This smoke blew east, away from the Imperial City, and by the time the train reached the station the smoke was no longer visible.
The City was exactly as Jon remembered it. The station was just north of the Park, and he was treated to a gorgeous view as he walked down its steps: stately buildings of greenish marble before him, a blaze of orange and red trees to his right, the high white walls of the Palace rising above the City on his left. Men and women in flowing silk shaded themselves with bright parasols.
Jon collected his trunk from a porter (tipping a whole silver gil), and began walking toward the Park. Although anyone could visit the Imperial City, only Imperial officials were allowed to dwell there. Jon did not have an Imperial token, so he could not rent a room north of the Park, at any price. There were several luxurious hotels just south of the Park that catered to wealthy visitors with business in the City. The most luxurious of these was the Albrook. Jon had stayed there before, and it was his destination now.

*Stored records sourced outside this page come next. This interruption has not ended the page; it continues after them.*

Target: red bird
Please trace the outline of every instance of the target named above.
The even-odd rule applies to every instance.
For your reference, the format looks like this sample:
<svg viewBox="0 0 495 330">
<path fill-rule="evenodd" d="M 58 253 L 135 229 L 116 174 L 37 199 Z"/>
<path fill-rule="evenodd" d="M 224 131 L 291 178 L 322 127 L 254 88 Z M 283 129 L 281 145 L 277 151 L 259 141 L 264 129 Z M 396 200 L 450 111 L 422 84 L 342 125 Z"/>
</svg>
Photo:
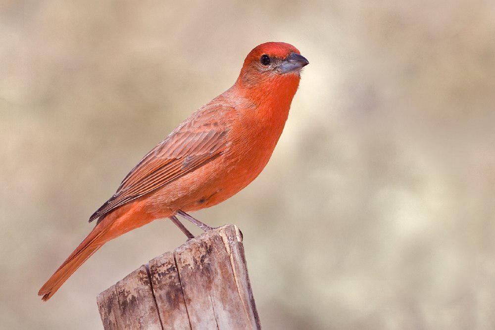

He had no real plan of what to do next. Vivdauro had a large headquarters in the Merchant District, and he believed that information about Beatrace — if not the woman herself — was inside. He would go to the Albrook, sleep, set a net early in the morning on the next day, and then…
Again, the old problem: he was in Argintarbo to find Beatrace en Cynd, but nothing obligated him to actually do that. He could do whatever he wanted, without limit, without penalty. To any other man, this would seem like a wonderful freedom. It had seemed like a wonderful freedom to him at first, nine years ago, ninety years ago. Now it pressed on him like a yoke.
Introspection is the road to madness. Focus on the case.
He summoned to mind the message that Vivdauro had used to recall Beatrace, their agent: “Larisa de Lulia, inheritance insecure with current strategy. Aware of special talents. Meet to discuss.” It was code, obviously, but Jon had no guess as to what it might mean. He had already turned the clue over in his mind for hours and gained no insight. He expected no insight now. But it was something to focus on.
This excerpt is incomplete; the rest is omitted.